It turns out Boston Red Sox fans can make fair decisions in court about New York Yankees fans after all.
In a pretty strange ruling, the U.S. Court of Appeals decided to throw out the appeal of a Rhode Island man, who, among other things, claimed he was convicted because of the Red Sox-Yankees rivalry.
David Alcantara was sentenced to five years in federal prison after being convicted of conspiracy to commit bank fraud and conspiracy to pass counterfeit currency. Witnesses identified Alcantara by his Yankees cap, so naturally, it was a talking point in his trial.

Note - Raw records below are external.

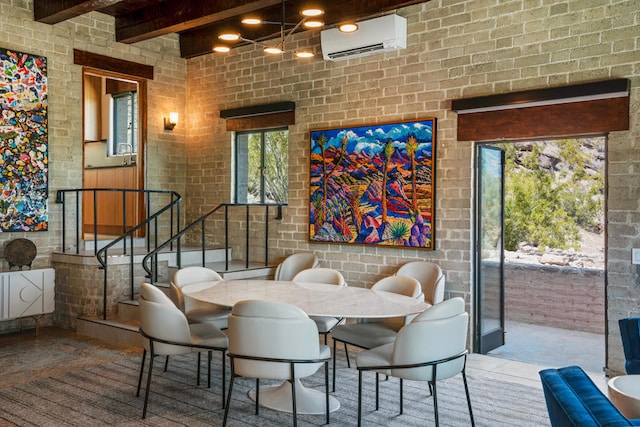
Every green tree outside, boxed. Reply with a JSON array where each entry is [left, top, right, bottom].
[[499, 139, 604, 251]]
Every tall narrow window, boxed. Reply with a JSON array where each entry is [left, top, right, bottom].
[[234, 128, 289, 203], [109, 92, 138, 156]]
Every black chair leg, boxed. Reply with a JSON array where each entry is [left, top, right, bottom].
[[136, 349, 147, 397], [433, 380, 440, 427], [344, 343, 351, 368], [222, 350, 227, 409], [207, 350, 212, 390], [324, 362, 329, 424], [196, 352, 200, 385], [256, 378, 260, 415], [376, 372, 380, 411], [222, 372, 236, 427], [142, 342, 155, 420], [291, 380, 298, 427], [462, 369, 476, 427], [358, 369, 362, 427]]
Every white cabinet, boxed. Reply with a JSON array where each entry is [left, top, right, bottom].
[[0, 268, 55, 320]]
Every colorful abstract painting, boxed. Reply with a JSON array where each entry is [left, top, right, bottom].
[[0, 49, 48, 232], [309, 118, 436, 250]]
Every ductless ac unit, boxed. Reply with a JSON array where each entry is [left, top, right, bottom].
[[320, 15, 407, 61]]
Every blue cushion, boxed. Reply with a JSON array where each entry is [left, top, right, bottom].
[[540, 366, 636, 427], [618, 317, 640, 375]]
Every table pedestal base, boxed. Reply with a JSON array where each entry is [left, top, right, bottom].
[[249, 380, 340, 414]]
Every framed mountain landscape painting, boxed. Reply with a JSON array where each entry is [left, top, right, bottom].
[[309, 118, 436, 250]]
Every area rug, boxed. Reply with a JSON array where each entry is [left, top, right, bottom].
[[0, 332, 549, 427]]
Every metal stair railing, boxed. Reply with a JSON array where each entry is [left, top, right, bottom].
[[56, 188, 182, 319], [142, 203, 286, 283]]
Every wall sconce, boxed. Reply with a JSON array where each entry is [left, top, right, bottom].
[[164, 112, 178, 130]]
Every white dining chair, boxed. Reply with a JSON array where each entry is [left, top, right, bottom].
[[293, 268, 347, 345], [273, 252, 320, 281], [223, 300, 331, 426], [396, 261, 445, 305], [331, 275, 422, 391], [356, 297, 475, 427], [136, 283, 228, 418], [169, 266, 231, 329]]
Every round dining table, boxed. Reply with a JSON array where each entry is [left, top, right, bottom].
[[182, 280, 431, 414]]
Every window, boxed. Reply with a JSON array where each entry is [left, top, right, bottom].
[[234, 128, 289, 203], [109, 92, 138, 156]]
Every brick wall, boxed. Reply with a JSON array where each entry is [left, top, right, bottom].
[[187, 0, 640, 369], [0, 0, 187, 332]]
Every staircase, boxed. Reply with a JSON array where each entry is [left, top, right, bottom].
[[54, 188, 285, 346], [77, 244, 275, 347]]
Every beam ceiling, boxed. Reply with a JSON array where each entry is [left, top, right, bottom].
[[33, 0, 429, 58]]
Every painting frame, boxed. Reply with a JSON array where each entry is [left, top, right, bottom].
[[308, 117, 436, 250], [0, 48, 49, 232]]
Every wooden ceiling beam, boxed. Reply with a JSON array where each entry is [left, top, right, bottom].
[[116, 0, 280, 43], [33, 0, 123, 25]]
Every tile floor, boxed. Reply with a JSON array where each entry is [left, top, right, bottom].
[[478, 322, 607, 393]]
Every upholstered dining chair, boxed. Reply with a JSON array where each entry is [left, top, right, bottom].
[[396, 261, 444, 305], [356, 297, 475, 426], [618, 317, 640, 375], [223, 300, 331, 426], [136, 283, 228, 419], [331, 275, 422, 391], [293, 268, 347, 345], [273, 252, 320, 280], [169, 266, 231, 329]]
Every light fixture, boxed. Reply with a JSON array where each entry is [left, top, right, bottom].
[[338, 22, 358, 33], [296, 49, 315, 58], [213, 0, 324, 58], [164, 112, 178, 130]]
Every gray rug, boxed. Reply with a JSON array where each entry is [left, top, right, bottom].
[[0, 353, 549, 427]]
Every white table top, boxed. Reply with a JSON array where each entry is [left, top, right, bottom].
[[182, 280, 430, 318]]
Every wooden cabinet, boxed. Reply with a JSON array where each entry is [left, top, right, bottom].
[[82, 166, 141, 235]]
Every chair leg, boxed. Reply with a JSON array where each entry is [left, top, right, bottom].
[[256, 378, 260, 415], [324, 361, 329, 424], [136, 349, 147, 397], [222, 350, 227, 409], [462, 368, 476, 427], [290, 363, 298, 427], [431, 365, 440, 427], [196, 352, 200, 385], [376, 372, 380, 411], [433, 379, 440, 427], [344, 343, 351, 368], [207, 350, 212, 390], [222, 368, 236, 427], [358, 369, 362, 427], [400, 378, 404, 415], [142, 340, 155, 420]]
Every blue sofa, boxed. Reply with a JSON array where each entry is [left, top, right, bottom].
[[539, 366, 640, 427]]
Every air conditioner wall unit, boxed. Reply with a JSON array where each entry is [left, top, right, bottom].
[[320, 15, 407, 61]]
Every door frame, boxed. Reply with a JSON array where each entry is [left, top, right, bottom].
[[473, 142, 505, 354]]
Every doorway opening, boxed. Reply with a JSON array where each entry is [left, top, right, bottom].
[[475, 137, 606, 372], [82, 67, 146, 239]]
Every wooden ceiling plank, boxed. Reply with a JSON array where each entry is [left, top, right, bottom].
[[180, 0, 429, 58], [116, 0, 280, 43], [33, 0, 122, 25]]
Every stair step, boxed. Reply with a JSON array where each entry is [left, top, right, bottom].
[[76, 317, 142, 347]]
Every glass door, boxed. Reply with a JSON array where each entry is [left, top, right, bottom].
[[474, 145, 504, 354]]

But when he claimed the cap was why a Rhode Island jury convicted him, the U.S. Court of Appeals for the First Circuit in Boston shut him down.
“(Alcantara) argues that a handful of references to his wearing a New York Yankees baseball cap prejudiced the jury (which he assumes to have been composed of Boston Red Sox fans) against him,” the court ruled, via Universal Hub. “As an initial matter, all but two of the cited references occurred during defense counsel’s cross-examination. In any event, this testimony, like the references to luxury vehicles discussed above, was relevant to the witnesses’ knowledge of Alcantara and his appearance. Any possibility of unfair prejudice was ameliorated when the district court explicitly instructed the Rhode Island jury not to hold Alcantara’s wearing of a Yankees hat against him.”
So if any Red Sox fans were thinking of wearing their team’s cap to commit crimes in New York, just know you won’t get away with it. You’re much better off not committing any crimes in the first place.